A doação de órgãos é um gesto de solidariedade capaz de transformar a dor da perda em esperança para muitas famílias. Em Sergipe, o avanço no número de doadores tem possibilitado que mais pacientes tenham acesso a transplantes e a uma nova chance de vida. Por isso, especialistas reforçam a importância de conversar com a família e dizer “sim” à doação de órgãos, decisão que pode beneficiar diversas pessoas que aguardam na fila por um transplante.

Dados da Central Estadual de Transplantes de Sergipe (CET/SE) mostram que, entre 1º de janeiro e 1º de dezembro de 2025, foram registrados 55 doadores de órgãos no estado. Neste período, foram disponibilizados 23 corações, dos quais seis foram utilizados em transplantes. Já em relação aos fígados, 54 foram disponibilizados, com 29 efetivamente transplantados. No caso dos rins, 87 foram disponibilizados, resultando em 68 transplantes realizados.

As córneas também representam uma importante oportunidade de devolver qualidade de vida a pacientes que aguardam pelo procedimento. Em 2025, foram 281 córneas captadas, sendo 216 utilizadas em transplantes.

Em 2026, os números também apontam para a continuidade desse avanço. Entre 1º de janeiro e 6 de março, Sergipe registrou 10 doadores. Nesse período, oito corações foram disponibilizados, com três utilizados; 12 fígados foram disponibilizados, com oito transplantes realizados; e 25 rins foram disponibilizados, resultando em 17 transplantes. Já em relação às córneas, 35 foram captadas, com 18 utilizadas.

Comparando os primeiros meses de cada ano, o crescimento também é perceptível. Entre 1º de janeiro e 9 de março de 2025, foram registrados nove doadores, com captação de 11 rins e oito fígados. No mesmo período de 2026, o número subiu para 13 doadores, com três corações, 18 rins e 8 fígados captados, reforçando o avanço da conscientização sobre a importância da doação.
 
Captação recente mobiliza equipes e salva vidas

O caso mais recente de captação ocorreu no último dia 8, no Hospital de Urgências de Sergipe Governador João Alves Filho (Huse). Graças ao gesto de solidariedade da família, foi possível realizar a captação de fígado, rins e córneas. Os órgãos foram destinados a pacientes em diferentes estados do país: o fígado e um rim foram encaminhados para o Ceará, enquanto os rins direito e esquerdo foram transplantados em pacientes do Rio Grande do Sul. Já as córneas permaneceram em Sergipe, beneficiando pacientes que aguardam na fila por transplante.

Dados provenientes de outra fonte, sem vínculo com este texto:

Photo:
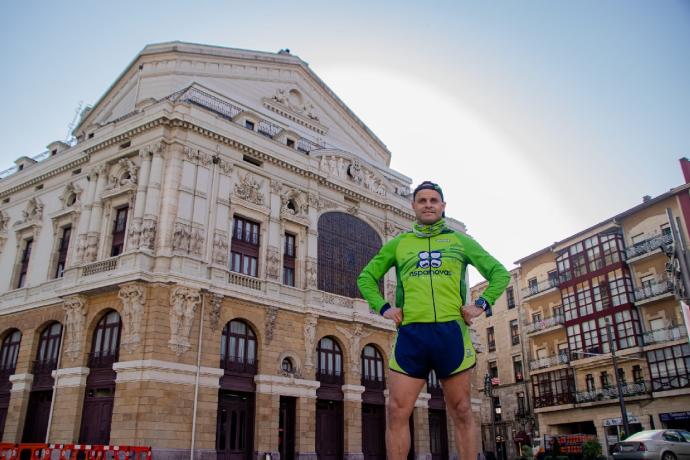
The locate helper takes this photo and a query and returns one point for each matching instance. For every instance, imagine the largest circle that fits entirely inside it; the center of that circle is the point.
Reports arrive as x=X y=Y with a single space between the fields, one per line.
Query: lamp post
x=619 y=386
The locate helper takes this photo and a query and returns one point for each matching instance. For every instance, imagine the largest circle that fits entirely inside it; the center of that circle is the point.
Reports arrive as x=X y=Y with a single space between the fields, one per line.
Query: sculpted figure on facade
x=181 y=237
x=355 y=338
x=271 y=315
x=311 y=271
x=250 y=189
x=273 y=262
x=33 y=212
x=183 y=303
x=148 y=234
x=75 y=319
x=215 y=303
x=133 y=300
x=309 y=339
x=220 y=248
x=71 y=196
x=133 y=234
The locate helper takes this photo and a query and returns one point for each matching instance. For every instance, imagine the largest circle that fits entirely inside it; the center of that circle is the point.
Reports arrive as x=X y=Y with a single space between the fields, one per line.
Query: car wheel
x=668 y=456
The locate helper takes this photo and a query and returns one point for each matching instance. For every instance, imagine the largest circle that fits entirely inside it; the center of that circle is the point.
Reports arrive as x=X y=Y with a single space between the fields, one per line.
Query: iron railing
x=648 y=245
x=535 y=289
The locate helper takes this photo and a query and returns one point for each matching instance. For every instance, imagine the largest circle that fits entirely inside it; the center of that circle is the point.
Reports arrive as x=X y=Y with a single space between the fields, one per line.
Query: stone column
x=86 y=216
x=16 y=412
x=153 y=193
x=422 y=443
x=352 y=405
x=168 y=209
x=70 y=384
x=95 y=221
x=140 y=201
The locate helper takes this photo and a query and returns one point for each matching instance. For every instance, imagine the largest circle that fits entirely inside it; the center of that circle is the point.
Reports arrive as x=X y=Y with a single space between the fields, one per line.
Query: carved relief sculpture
x=309 y=339
x=132 y=296
x=273 y=262
x=311 y=271
x=75 y=318
x=271 y=315
x=220 y=248
x=214 y=311
x=355 y=337
x=250 y=189
x=183 y=303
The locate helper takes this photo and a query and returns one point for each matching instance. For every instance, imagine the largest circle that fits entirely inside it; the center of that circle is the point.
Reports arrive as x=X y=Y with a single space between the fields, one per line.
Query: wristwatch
x=483 y=304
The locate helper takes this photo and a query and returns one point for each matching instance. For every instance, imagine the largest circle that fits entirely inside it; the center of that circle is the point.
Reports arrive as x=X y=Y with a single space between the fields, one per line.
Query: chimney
x=685 y=167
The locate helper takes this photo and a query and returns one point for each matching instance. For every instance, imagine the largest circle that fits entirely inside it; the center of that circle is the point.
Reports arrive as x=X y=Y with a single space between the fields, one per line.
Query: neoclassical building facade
x=182 y=275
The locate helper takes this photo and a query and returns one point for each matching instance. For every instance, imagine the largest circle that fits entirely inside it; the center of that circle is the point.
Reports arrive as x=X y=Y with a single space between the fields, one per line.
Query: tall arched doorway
x=329 y=402
x=8 y=363
x=100 y=384
x=41 y=395
x=235 y=422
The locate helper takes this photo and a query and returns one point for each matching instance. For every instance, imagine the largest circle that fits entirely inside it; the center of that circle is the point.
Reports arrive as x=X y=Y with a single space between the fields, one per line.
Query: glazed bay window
x=514 y=332
x=491 y=338
x=670 y=367
x=245 y=247
x=24 y=262
x=63 y=247
x=289 y=260
x=119 y=231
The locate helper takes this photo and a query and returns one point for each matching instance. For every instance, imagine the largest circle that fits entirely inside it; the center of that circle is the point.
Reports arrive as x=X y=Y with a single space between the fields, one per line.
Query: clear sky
x=539 y=118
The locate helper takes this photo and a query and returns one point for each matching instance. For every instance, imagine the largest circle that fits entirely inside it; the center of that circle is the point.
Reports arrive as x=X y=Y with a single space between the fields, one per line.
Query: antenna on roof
x=69 y=138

A captação mobilizou uma força-tarefa entre as equipes do Huse, da OPO, da Central Estadual de Transplantes e profissionais de outros estados, reafirmando a capacidade técnica, a estrutura e a integração dos serviços de saúde para transformar um gesto de amor em novas oportunidades de vida.

Para o coordenador da CET/SE, Benito Oliveira, os resultados são fruto de um esforço coletivo envolvendo famílias, profissionais de saúde e a sociedade. “Graças às famílias, principalmente à sociedade sergipana, que vem cada vez mais autorizando a doação de órgãos; graças à participação dos profissionais de saúde, que acolhem as famílias e estão atentos ao diagnóstico e à manutenção do potencial doador; e também graças à imprensa, que ajuda a divulgar a importância de declarar-se doador, Sergipe tem melhorado o número de doadores e atendido pacientes que precisam de transplante”, destacou.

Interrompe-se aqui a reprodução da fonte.